Regarding that first point, only 1% sounds like a very tiny impact for so many electric vehicles, doesn’t it? How could this be?
All automobiles, including electric vehicles, require a tremendous amount of energy, whether it be in the form of gasoline or electricity. However, most of the power plants in the United States are of the thermal type. This means they are steam-powered.
Steam power plants take a very long time (hours) to throttle their power production up and down to meet fluctuating electricity demand, and they do so inefficiently (they waste energy). Power plants with this problem include thermal natural gas (some natural gas plants utilize combustion engines such as gas turbines), coal, and nuclear.

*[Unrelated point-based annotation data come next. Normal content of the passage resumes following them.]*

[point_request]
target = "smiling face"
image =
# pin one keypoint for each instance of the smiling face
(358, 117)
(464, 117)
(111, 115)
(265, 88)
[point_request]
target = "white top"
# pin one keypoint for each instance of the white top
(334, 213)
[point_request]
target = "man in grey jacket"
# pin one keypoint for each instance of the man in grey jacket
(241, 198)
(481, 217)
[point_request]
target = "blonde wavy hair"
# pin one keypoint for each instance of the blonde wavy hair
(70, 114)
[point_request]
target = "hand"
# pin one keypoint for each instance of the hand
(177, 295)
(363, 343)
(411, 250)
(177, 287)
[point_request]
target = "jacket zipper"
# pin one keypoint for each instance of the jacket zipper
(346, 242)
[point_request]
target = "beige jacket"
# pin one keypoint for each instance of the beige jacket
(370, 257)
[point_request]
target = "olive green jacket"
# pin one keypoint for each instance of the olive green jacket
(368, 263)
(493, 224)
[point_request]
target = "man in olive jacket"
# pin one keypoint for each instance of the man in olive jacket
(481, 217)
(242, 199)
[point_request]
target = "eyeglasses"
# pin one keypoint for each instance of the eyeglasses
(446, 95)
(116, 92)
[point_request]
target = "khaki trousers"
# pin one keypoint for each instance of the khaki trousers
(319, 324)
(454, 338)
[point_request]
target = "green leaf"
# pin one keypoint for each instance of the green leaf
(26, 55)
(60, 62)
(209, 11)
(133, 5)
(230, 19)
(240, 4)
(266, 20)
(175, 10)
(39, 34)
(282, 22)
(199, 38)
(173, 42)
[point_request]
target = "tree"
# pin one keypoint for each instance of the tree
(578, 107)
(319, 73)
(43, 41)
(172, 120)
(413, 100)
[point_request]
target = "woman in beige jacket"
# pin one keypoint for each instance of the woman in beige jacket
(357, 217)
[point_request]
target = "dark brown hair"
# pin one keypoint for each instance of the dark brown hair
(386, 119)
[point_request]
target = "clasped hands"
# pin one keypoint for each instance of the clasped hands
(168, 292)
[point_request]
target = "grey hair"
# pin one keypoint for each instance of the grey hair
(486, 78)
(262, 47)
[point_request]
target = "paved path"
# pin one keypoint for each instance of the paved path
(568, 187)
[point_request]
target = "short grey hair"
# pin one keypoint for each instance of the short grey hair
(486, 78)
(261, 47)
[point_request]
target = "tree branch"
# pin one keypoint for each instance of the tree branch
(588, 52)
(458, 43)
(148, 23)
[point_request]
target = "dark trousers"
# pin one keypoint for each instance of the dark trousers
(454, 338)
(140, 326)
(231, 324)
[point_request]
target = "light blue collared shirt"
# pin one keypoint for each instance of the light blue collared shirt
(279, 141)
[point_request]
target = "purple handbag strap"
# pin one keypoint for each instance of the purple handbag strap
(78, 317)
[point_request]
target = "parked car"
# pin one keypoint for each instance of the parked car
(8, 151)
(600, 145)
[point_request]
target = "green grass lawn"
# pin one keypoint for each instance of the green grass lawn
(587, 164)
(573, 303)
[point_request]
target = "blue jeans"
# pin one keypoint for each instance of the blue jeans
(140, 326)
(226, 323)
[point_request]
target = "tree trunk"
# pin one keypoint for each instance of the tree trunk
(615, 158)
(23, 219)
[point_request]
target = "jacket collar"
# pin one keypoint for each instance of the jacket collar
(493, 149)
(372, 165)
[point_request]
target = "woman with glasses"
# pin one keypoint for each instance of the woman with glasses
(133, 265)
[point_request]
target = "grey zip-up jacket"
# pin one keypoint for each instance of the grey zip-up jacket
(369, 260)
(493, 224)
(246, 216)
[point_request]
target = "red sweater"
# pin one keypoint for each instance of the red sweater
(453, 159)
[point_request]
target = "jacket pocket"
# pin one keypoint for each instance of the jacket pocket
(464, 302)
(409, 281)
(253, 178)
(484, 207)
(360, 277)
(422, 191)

These baseload power plants and the electricity grid as a whole are configured and built so that they can meet and handle high electricity demand throughout the day during peak hours, and then they end up producing surplus power at night because electricity demand decreases, so when electric vehicles are plugged in at night, there is often surplus power waiting for them, and the electricity grid will also have some power handling capacity available, due to that same decreased demand.
Clear, point #2 above also helps.
Point #3 is also an important one to highlight. “Nissan Leaf owners have indicated that any “range anxiety” had been eliminated after driving their new BEV over time.” In other words, people become accustomed to them, and range anxiety turns into more of an urban legend than a reality.
Everyone used to live with very few gas stations. People can plan around these problems to get past them, and often successfully. I don’t normally see electric vehicle owners complain about range. If they can’t go far enough in their EV, they rent a car, use public transportation, or take a taxi.
Those are the points that stood out to me. Did anything else stand out to you?